Cage is the type of actor whose galactic performances directly feed from the stakes of the stories he’s in—think about the intense emotional journey of “Mandy,” with heavy metal guitars accompanying his unrelenting journey into hellish revenge, and the gold that movie gave us. In “Prisoners of the Ghostland,” Cage saunters around most of the movie with a suit that is geared to blow up different limbs and also his testicles. In theory that sounds like amazing and funny character motivation, but it gets lost in whatever this movie tries to pass off for plot. You come for ideas like Cage wearing a testicle trap, and then you get rambling exposition about some ghostland boundaries, history of a nuclear explosion, flashbacks to a bank robbery involving Cage’s character, and backstories for people whose emotions are played surface-level by their director.
Cage’s character (named Hero in the credits) is wearing the suit as a type of guarantee that he won’t run away, as he’s been forcefully enlisted by a powerful, malevolent figure named The Governor (Bill Moseley) to return his missing daughter Bernice (Sofia Boutella) from a place called the Ghostland. If Hero tries to take it off, it detonates at his neck; if he touches Bernice, his arm will face the same fate. If he dares get excited around her, well, there’s two bulbs by his crotch. The star power of Cage’s performance, in Man with No Name mode, comes from select line-readings, a few yowling moments here, or a stolen goofy image there. It’s also a little exciting (in a few bursts of ultraviolence) to see Cage in a form that he has inched toward for so long—his own version of a samurai. Only Cage could have played this type of role, but his character itself is so uninteresting beyond being played by Nicolas Cage.

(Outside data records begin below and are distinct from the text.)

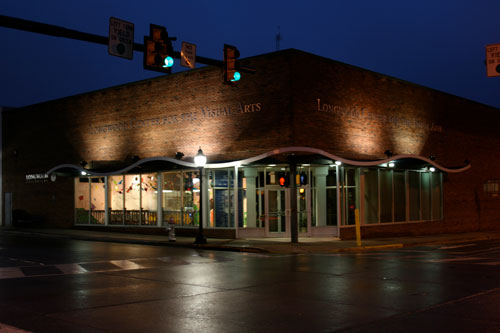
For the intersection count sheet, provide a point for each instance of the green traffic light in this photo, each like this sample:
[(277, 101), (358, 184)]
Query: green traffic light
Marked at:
[(169, 62), (236, 76)]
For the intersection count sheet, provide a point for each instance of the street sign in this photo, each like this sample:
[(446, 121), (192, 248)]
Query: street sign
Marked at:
[(493, 60), (121, 38), (188, 55)]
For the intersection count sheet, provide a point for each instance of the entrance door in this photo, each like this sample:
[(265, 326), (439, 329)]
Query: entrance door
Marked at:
[(277, 211), (304, 210)]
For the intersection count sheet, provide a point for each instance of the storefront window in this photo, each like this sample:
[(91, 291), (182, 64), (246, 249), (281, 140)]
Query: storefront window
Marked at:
[(242, 199), (132, 199), (149, 199), (221, 198), (371, 196), (331, 197), (385, 179), (191, 198), (436, 196), (116, 199), (171, 198), (82, 203), (399, 196), (414, 192), (425, 195), (97, 200)]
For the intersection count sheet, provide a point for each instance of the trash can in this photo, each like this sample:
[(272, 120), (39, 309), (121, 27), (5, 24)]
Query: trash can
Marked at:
[(171, 232)]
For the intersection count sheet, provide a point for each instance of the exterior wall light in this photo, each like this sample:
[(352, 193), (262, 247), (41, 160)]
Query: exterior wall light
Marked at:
[(200, 159)]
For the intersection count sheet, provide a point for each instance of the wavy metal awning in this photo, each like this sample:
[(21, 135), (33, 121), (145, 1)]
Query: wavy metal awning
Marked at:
[(77, 170)]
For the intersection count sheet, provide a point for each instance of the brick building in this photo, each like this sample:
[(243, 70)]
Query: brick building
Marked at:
[(409, 159)]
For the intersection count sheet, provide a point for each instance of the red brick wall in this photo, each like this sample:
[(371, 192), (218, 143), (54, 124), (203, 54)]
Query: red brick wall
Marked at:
[(360, 114)]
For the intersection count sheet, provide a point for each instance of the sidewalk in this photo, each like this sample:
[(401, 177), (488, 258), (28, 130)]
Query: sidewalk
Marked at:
[(258, 245)]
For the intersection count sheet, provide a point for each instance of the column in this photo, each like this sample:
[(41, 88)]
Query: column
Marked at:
[(320, 174), (251, 178)]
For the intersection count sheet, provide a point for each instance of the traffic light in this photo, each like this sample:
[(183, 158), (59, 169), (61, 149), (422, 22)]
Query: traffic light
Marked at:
[(158, 50), (231, 66), (283, 179), (302, 178)]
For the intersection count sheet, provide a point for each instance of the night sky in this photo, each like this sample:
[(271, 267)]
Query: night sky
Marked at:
[(435, 43)]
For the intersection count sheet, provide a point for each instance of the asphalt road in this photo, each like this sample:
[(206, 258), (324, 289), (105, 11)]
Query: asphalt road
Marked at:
[(61, 285)]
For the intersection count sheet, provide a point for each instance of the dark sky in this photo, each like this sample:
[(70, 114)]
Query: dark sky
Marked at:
[(435, 43)]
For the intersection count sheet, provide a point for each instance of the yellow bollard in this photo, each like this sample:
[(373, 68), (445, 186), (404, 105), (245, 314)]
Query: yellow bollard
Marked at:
[(358, 227)]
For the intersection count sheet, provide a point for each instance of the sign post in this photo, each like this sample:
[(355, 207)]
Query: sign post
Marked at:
[(121, 38), (188, 55), (493, 60)]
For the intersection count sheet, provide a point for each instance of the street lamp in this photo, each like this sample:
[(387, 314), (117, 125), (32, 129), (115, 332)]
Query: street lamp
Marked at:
[(200, 160)]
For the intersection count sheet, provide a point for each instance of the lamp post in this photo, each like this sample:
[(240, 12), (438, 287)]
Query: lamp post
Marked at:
[(200, 160)]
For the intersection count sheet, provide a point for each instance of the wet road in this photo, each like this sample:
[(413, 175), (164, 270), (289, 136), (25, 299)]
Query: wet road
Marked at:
[(49, 285)]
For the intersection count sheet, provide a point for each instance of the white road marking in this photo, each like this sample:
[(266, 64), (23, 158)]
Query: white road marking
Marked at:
[(71, 269), (455, 259), (10, 272), (126, 264), (455, 246), (4, 328)]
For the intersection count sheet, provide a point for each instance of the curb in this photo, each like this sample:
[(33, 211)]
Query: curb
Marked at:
[(368, 247)]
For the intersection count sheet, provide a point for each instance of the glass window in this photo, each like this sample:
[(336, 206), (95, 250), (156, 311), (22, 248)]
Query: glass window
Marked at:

This is Sono’s long-anticipated English language debut, and he treats it like a victory lap with no attention to the game. The script was written by Aaron Henry and Reza Sixo Safai, but it was undeniably taken apart and tangled by the unpredictable instincts of Sono, who is not precious in the slightest with even bits of emotion or backstory that would give us something to care about. He’s especially slight when it comes to creating momentum for the story, even though it involves a rescue mission of sorts, a “Mad Max”-like apocalypse of sorts, and a flat subplot about a samurai named Yasujiro (Tak Sakaguchi) who later adds to the movie’s body count.